In Cork they lived to play the game. They had to win the game… Hunger, second-city paranoia, scrappy-knees syndrome, Norrie Fire, call it what you like, but in their eyes a [Cork player] was going to beat an [opponent] to that ball.

What you could also call it is Corkness, and just like O’Sullivan would demonstrate it repeatedly to become the most successful player ever in Irish domestic basketball, Ronan McCarthy has exhibited it too. After a frustrated Maurice Fitzgerald gave him a dunt upon kicking a wide early on in the 1999 Munster final, McCarthy duly displayed no reverence to whom he was marking by standing up to and dragging down his esteemed opponent who he’d keep scoreless for the day.

In that flashpoint during that famous day in the rain, McCarthy personified Cork’s defiance. Twenty years on, he must summon that same spirit from his current charges.

There are a lot of statement games this weekend in the NFL, especially on Saturday night. Mayo, for as well and often as they’ve put it up to Dublin, are now 13 games and counting without a win over Jim Gavin; now is as good a time as any to break that duck, take Dublin out of the league final equation and open up a spot in it for themselves.

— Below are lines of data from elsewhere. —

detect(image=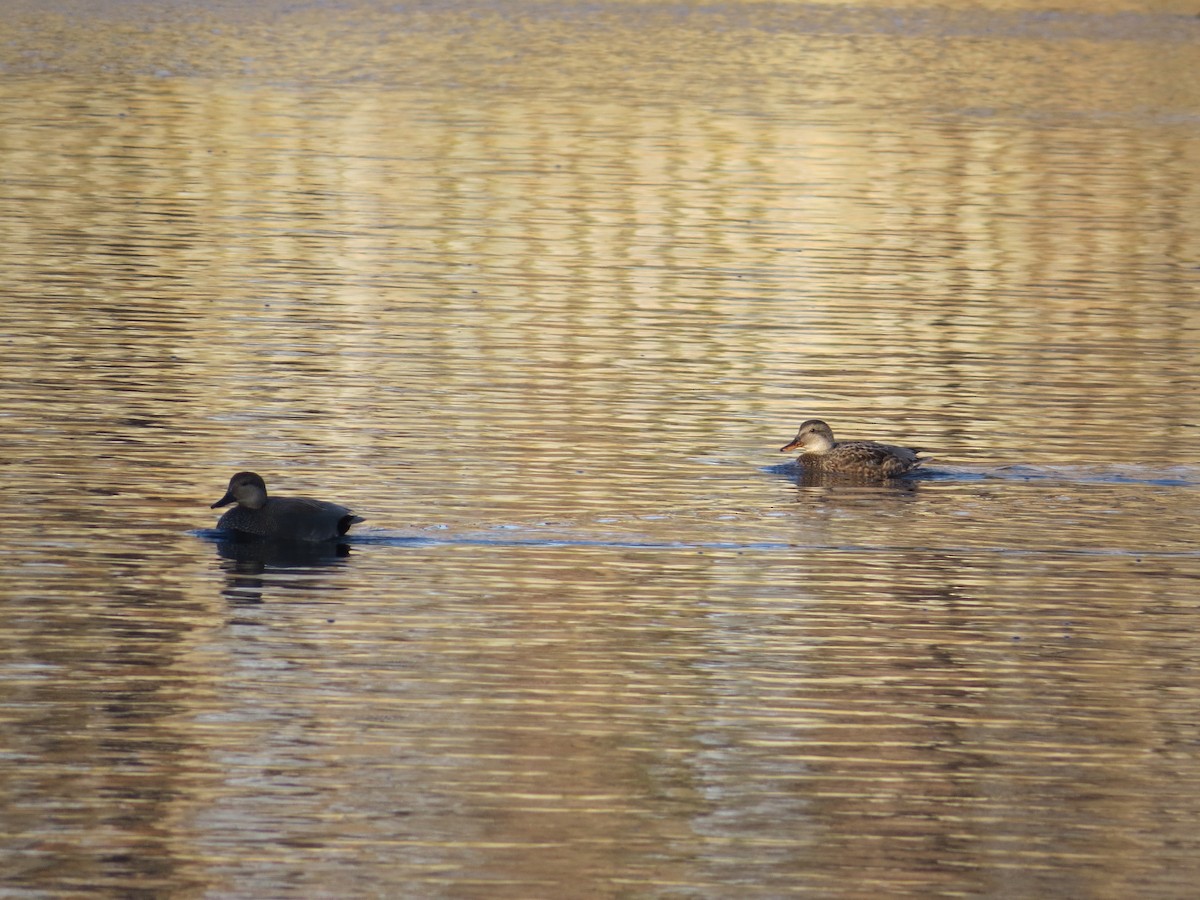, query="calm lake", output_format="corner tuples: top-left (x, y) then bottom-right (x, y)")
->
(0, 0), (1200, 900)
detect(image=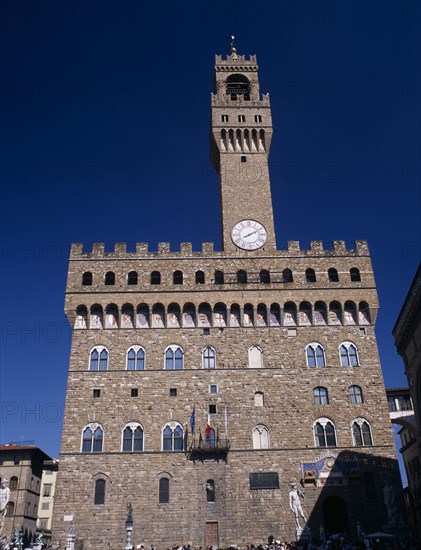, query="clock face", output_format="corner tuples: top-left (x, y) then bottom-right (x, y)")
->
(231, 220), (268, 250)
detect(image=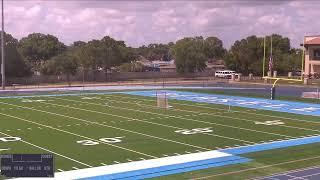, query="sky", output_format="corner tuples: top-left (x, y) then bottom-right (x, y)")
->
(4, 0), (320, 48)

Dublin, meanwhile, will want to remind Mayo of the hierarchy. In Omagh, Tyrone and Monaghan can hardly afford another loss. But in our eyes, the biggest game of the lot is under the lights at Páirc Uí Rinn. Meath football can hardly endure another season in Division Two while Cork football can hardly tolerate relegation to Division Three.

The Cork football public has reason to be doubtful about the McCarthy project. Does he feel the massed defence is genuinely Cork’s best chance to win in Division Two or merely the best way to avoid another trimming to Kerry in July? At a county board meeting a fortnight ago, chairperson Tracey Kennedy indicated that McCarthy had hinted that Cork’s early-season difficulties could be partly attributed to not yet finding replacements for Ciaran O’Sullivan and Eamonn Ryan as selectors. Seven months on from Cork’s exit from the 2018 championship, can that really be excusable or acceptable?

But as Tony Leen would point out in a recent Irish Examiner podcast, if there is any sense of pride — Corkness — about the Cork public, then they owe it to the Cork jersey to make their way to Christy Ring Park in anticipation that the team’s current circumstances, whatever about the Meath jersey, will prompt the necessary response.

The two-week break should have been invaluable to McCarthy and his coaches to further bed in the system and style of play that they want — but this one is more about attitude than tactics.

Even when Cork exited the 2014 and 2017 championship to Mayo there was a sense of honour, not dismay, among the public because there had been a show of defiance by the team. Against Meath, passion, not passivity, must inform everything that Cork do.